Biletskis Drittes Armeekorps holt Krisen-Brigaden an die Spitze: Einblick in die Reformen.
Wie das Dritte Armeekorps angeschlagene Einheiten übernahm
Nach Angaben von Novyny.live: Der Kommandeur des Dritten Armeekorps, Andrij Biletskyi, berichtete über Erfolge bei der Integration von Brigaden, die sich in einer schwierigen Verfassung befanden, und über deren Leistungssteigerung. Das Korps wurde auf Basis der 3. Sturmbrigade aufgestellt und nahm die Brigaden 125, 60, 63 und 53 in seinen Bestand auf. Diese Einheiten waren zuvor mit erheblichen Problemen konfrontiert, darunter hohe Abwesenheitsraten und Defizite in der Gefechtsführung.

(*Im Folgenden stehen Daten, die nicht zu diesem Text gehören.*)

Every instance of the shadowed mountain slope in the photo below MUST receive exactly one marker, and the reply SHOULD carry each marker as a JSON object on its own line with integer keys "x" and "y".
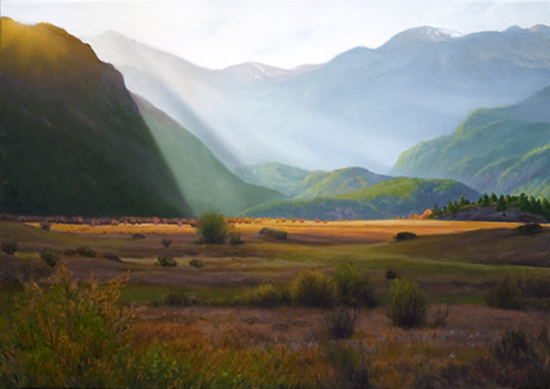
{"x": 72, "y": 141}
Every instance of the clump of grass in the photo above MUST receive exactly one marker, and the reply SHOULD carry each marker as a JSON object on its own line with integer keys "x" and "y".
{"x": 529, "y": 229}
{"x": 85, "y": 251}
{"x": 350, "y": 367}
{"x": 313, "y": 289}
{"x": 400, "y": 236}
{"x": 198, "y": 263}
{"x": 354, "y": 288}
{"x": 212, "y": 228}
{"x": 408, "y": 304}
{"x": 340, "y": 323}
{"x": 166, "y": 261}
{"x": 50, "y": 256}
{"x": 177, "y": 299}
{"x": 9, "y": 246}
{"x": 269, "y": 296}
{"x": 505, "y": 294}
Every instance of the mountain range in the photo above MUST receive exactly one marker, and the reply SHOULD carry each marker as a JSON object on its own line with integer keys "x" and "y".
{"x": 501, "y": 150}
{"x": 363, "y": 108}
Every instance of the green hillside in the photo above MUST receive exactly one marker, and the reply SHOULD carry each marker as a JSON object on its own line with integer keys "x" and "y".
{"x": 205, "y": 183}
{"x": 301, "y": 184}
{"x": 385, "y": 200}
{"x": 72, "y": 141}
{"x": 501, "y": 150}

Herausforderungen und Erfolge
Laut Biletskyi bestanden die Hauptaufgaben darin, diese Brigaden zu übernehmen und auf ein einheitliches Niveau zu bringen.
„Es gab zwei Herausforderungen: die Brigaden zu übernehmen, die sich in einem äußerst schwierigen Zustand befanden – die 125., 60., 63. und 53. Brigade –, sie auf ein höheres Niveau zu heben, die unerlaubten Abwesenheiten zu senken, die allgemeine Ausbildung zu verbessern, die Führung, die Feuerkraft und die Drohnenkomponente deutlich zu optimieren. Das waren die zentralen Ziele, die ich mir damals gesetzt habe“, erklärte er.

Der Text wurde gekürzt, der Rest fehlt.